この章では、特徴抽出用にOracle Data Miningで使用される監視なしアルゴリズムであるNon-Negative Matrix Factorizationについて説明します。


注意:

Non-Negative Matrix Factorization(NMF)は、「Learning the Parts of Objects by Non-Negative Matrix Factorization」という論文(D. D. Lee、H. S. Seung共著、『Nature』誌第401号P.788〜791、1999年)に記述されています。

この章では、次の項目について説明します。

NMFとは

Non-Negative Matrix Factorization(NMF)は、最新の抽出アルゴリズムです。NMFは、多数の属性があるときに、これらの属性があいまいな場合や予測可能性が低い場合に有効です。属性を組み合せることによって、意味のあるパターン、トピックまたはテーマが生成されます。

NMFは、多くの場合テキスト・マイニングで役立ちます。

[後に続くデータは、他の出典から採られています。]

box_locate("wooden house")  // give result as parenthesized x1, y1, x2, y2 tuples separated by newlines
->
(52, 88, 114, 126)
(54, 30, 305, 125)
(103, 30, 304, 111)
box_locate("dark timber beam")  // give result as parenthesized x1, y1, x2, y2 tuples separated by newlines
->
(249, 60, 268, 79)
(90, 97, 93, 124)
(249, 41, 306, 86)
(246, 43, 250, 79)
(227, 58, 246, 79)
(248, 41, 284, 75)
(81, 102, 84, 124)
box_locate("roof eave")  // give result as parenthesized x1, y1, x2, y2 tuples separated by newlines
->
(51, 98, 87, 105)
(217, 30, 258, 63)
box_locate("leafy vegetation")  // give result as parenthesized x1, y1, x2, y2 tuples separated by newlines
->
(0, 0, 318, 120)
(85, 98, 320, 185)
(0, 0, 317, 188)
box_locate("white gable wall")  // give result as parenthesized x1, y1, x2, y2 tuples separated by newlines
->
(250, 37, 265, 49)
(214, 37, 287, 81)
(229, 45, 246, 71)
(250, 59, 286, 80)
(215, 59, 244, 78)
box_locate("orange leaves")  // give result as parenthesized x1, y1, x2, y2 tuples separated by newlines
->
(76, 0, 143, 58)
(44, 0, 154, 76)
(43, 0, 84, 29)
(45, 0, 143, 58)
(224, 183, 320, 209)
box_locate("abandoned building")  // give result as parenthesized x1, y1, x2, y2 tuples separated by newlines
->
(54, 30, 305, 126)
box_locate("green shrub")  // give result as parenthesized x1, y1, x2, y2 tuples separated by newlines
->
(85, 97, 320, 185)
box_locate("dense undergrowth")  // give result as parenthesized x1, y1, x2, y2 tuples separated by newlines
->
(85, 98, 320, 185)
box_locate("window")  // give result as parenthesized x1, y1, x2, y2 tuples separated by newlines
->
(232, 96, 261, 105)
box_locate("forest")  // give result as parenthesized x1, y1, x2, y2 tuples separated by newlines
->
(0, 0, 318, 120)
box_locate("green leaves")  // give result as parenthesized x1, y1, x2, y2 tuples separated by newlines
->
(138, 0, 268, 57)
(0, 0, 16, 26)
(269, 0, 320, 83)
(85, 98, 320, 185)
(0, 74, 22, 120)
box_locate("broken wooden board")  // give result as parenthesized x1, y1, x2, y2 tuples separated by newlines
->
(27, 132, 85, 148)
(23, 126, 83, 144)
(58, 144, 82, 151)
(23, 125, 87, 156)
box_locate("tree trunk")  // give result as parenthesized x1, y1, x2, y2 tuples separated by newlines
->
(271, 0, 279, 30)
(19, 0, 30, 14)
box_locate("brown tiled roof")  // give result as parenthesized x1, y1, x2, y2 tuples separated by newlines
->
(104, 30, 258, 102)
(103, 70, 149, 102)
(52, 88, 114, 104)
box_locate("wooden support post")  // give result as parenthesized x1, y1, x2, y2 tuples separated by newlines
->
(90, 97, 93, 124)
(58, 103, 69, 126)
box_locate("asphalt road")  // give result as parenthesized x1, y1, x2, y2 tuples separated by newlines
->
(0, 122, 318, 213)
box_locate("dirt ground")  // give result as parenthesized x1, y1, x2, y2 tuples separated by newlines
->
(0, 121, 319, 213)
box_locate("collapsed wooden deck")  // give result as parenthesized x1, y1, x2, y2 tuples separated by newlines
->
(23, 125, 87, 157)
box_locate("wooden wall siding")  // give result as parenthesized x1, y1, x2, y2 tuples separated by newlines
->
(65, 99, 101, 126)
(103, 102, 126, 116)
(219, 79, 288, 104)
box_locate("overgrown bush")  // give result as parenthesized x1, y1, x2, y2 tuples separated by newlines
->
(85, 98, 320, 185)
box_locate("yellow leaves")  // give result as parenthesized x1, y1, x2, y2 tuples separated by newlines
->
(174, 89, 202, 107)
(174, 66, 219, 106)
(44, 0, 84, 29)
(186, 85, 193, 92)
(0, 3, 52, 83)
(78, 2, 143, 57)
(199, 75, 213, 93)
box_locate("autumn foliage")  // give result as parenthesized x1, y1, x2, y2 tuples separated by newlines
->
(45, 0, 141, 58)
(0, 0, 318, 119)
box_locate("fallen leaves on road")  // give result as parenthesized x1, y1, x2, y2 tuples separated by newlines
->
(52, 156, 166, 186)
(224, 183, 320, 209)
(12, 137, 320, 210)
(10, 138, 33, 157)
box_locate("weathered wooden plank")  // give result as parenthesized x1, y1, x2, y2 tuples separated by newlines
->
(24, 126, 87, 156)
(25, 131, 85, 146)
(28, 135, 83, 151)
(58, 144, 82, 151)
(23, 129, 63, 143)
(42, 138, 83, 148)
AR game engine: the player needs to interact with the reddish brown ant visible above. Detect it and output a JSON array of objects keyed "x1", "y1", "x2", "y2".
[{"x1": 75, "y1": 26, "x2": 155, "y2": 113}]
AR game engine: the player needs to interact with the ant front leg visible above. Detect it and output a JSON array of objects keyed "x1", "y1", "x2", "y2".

テキスト・ドキュメントでは、同じ言葉が異なる場所で別の意味を持って出現することがあります。たとえば、「hike」という単語は、アウトドア(outdoor)または金利(interest rate)に関連して使用されます。NMFでは、次のように属性を組み合せることによって、予測能力にとって必須であるコンテキストを取り入れます。


"hike" + "mountain" -> "outdoor sports"
"hike" + "interest" -> "interest rates"

仕組み

NMFでは、ユーザーが定義した数の特徴を作成して多変量データを分解します。各特徴は元の属性セットの一次結合で、これらの一次結合の係数は非負数です。

NMFは、VとW×Hがほぼ等しくなるように、データ行列Vを2つの下位ランク行列WおよびHの積に分解します。NMFは、反復法を使用して、その積がVに近づくようにWとHの初期値を変更します。近似誤差が収束するか、反復が指定数に達すると、処理が停止します。

モデル適用の際、NMFモデルでは、モデルによって発見された属性(特徴)の新しいセットに元のデータがマップされます。

NMF用のデータ準備

NMFに対する自動データ準備では、量的属性が正規化されます。

単純な(ネストしていない)データ型の列に欠損値がある場合、NMFではそれらをランダムに欠損した値として解釈します。質的データの欠損値は最頻値に、量的データの欠損値は平均値に置換されます。

ネストした列に欠損値がある場合、NMFではそれらをスパースとして解釈します。スパースな量的データは0(ゼロ)に、スパースな質的データはゼロ・ベクトルに置換されます。

独自のデータ準備を行う場合、外れ値が存在するとNMFに大きな影響を与える可能性があります。ビニングまたは正規化を行う前に、クリッピング変換を実行してください。NMFでは通常、正規化を行うことによってメリットが得られます。ただし、min-max正規化で外れ値が存在すると、行列因数分解のパフォーマンスが低下します。行列因数分解のパフォーマンスを向上するには、許容誤差を減らす必要があります。しかし、許容誤差を減らすと作成時間が長くなります。


関連項目:

第19章「自動データ準備と組込みのデータ準備」

ネストした列および欠損データについては、『Oracle Data Miningアプリケーション開発者ガイド』を参照してください。


SVDやその他の従来の分解手法と比較して、NMFはテキスト抽出に優れた方法であることが知られています。NMFは、ドキュメントの用語行列を入力として受け取り、共起用語の加重セットを表すトピック・セットを生成します。検出されたトピックによって、元のドキュメントを効率的に表現する基盤が形成されます。